THE BLOODY PORUM RANGE WAR
The exact origins of the Porum Range War, which swept over east central Oklahoma during the early years of the Progressive Era, may never be determined with any certainty. What is certain is that by 1905 the lawlessness was out of control. The bloodletting had its origins in a struggle between the region’s small farmers and ranchers and the cattle kings, notably the wealthy Davis brothers, who continued to graze their large herds on what had been open range. The aggrieved small operators banded together in lodges of the Anti–Horse Thief Association (AHTA) and became avowed enemies of the “Davis Gang.” Their vigilante justice frequently verged on lynch law and reflected the lack of effective law enforcement in the area.
The four Davis brothers—Cicero, Sam, Jack and Bob—were among the biggest ranchers in eastern Oklahoma. They were mixed blood Eastern Cherokees, proud of their Indian heritage, who had come to what was then Indian Territory in the 1880s looking for land and a new life. Although the Dawes Act of 1887 had parceled out the land in Indian Territory, the Davises continued to graze and gather cattle from what they perceived as open range into the 20th century. Many small operators lost livestock in the resulting cull. What the Davis boys saw as a way of life, the farmers and ranchers considered larceny, and so the trouble began.
A flash point in the brewing war came on Sept. 11, 1906, when Cicero Davis, widely known as the “Cherokee Cowman,” was ambushed and killed near his Circle Bar Ranch northwest of the village of Porum.

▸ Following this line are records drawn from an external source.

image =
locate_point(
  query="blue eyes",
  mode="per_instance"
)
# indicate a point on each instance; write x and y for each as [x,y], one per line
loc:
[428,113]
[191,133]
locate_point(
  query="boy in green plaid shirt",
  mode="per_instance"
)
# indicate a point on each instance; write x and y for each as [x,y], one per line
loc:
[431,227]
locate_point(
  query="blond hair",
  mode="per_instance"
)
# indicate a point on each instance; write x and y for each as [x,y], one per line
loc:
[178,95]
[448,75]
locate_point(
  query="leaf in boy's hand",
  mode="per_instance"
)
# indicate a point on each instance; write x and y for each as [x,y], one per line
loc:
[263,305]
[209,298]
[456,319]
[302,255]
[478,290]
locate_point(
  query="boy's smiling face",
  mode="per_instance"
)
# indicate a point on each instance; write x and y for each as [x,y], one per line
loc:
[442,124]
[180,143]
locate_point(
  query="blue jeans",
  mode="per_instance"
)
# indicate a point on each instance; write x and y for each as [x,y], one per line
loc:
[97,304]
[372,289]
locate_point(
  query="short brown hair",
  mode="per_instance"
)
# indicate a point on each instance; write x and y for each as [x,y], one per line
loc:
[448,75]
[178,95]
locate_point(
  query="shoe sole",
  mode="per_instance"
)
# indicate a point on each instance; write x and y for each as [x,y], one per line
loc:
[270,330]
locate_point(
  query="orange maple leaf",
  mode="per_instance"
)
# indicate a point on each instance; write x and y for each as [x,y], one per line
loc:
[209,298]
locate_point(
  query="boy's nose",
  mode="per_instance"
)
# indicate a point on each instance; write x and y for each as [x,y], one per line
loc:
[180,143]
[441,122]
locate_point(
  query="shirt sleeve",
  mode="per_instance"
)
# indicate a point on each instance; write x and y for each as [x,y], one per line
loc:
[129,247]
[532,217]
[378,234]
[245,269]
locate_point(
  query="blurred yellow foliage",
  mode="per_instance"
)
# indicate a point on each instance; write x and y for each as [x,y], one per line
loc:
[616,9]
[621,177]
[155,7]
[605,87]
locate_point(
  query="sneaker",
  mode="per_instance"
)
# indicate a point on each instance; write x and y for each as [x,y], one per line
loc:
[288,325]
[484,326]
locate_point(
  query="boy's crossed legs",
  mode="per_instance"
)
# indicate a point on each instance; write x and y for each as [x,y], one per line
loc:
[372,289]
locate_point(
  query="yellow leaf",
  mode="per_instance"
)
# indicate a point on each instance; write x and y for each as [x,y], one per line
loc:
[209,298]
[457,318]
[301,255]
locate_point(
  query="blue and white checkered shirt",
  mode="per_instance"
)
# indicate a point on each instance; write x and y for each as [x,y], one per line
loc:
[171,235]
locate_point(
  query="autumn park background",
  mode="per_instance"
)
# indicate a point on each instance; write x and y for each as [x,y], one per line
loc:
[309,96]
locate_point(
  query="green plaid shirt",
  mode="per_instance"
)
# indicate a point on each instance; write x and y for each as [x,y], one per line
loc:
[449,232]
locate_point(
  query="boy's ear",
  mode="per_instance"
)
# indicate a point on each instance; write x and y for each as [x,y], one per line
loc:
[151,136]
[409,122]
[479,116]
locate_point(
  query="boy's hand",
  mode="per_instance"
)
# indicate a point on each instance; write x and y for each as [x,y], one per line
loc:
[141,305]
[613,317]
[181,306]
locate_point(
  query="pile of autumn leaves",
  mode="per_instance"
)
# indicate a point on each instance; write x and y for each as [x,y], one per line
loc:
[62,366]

Authorities arrested and held without bail neighbor Mack Alford, who had repeatedly vowed to kill Davis. Though evidence presented at Alford’s subsequent trial clearly pointed to him as the murderer, a jury acquitted him. When he walked free, the Davises quietly swore revenge. Realizing his life was in danger in Muskogee County, Alford was preparing to leave for Mexico when someone shot and killed him from ambush less than a half-mile from where Cicero Davis had been killed 10 months earlier.